The term diatomite is applied both geologically and commercially to the nearly pure sedimentary accumulation of diatom frustules—the microscopic skeletons of unicellular aquatic algae belonging to the class of golden brown algae, Bacillariophyceae. The sediments are fine-grained, highly siliceous, and consist primarily of amorphous opaline silica with only minor amounts of organic residue, secondary minerals, and co-deposited nondiatomaceous or crystalline clastic debris. Synonyms in current usage include diatomaceous earth and kieselghur. More antiquated and obsolete terminology includes tripoli powder, tripolite, and infusorial earth.

Rock Classification: sedimentary

Sources:

Throughout most of the world, the lower cost of and higher recovery from open-pit quarrying relative to underground mining encourages operators to use surface mining methods. Where the diatomite sequence is thick, benches from 1.5 to 15 m in height are developed. Benching not only facilitates the removal of ore and waste but also permits immediate access to many ore layers and provides the opportunity to blend layers with differing characteristics. Notable exceptions are underground mines in Europe, South America, and Asia, and the dredging operation at Lake Myvatn, Iceland.
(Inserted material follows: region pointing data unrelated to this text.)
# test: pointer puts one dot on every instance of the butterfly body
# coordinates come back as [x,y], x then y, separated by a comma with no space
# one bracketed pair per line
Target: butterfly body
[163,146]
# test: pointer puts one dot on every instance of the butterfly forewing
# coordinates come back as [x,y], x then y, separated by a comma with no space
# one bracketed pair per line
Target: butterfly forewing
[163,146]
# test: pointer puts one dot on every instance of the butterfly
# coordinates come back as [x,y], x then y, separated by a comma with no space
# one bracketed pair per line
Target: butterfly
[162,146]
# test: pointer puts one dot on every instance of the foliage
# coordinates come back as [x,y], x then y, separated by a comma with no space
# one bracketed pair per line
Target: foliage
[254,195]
Prior to mining, the ore strata are carefully identified in the quarry faces through sampling and evaluation programs that determine and confirm the suitability of each individual stratum. The ore-grade strata can then be rated by quality and carefully segregated from the lower quality waste units using mechanized equipment. Because diatomite is a soft, easily broken sediment, ores are typically dozer ripped or broken from the face by power shovel. Blasting of the ores is neither needed nor possible because of the inherent softness of commercial quality diatomite, its porosity, and its absorptive nature. The broken material is loaded by front-end loader or belt loader into haul trucks for transport to either the crude storage area or the waste piles.

Typically, the moisture content of unprocessed ore ranges from 30% to 60%. Where the climate is favorable for solar drying, significant cost savings can be achieved by reducing moisture\ before milling. Crude grades may be blended or used separately depending on the final application.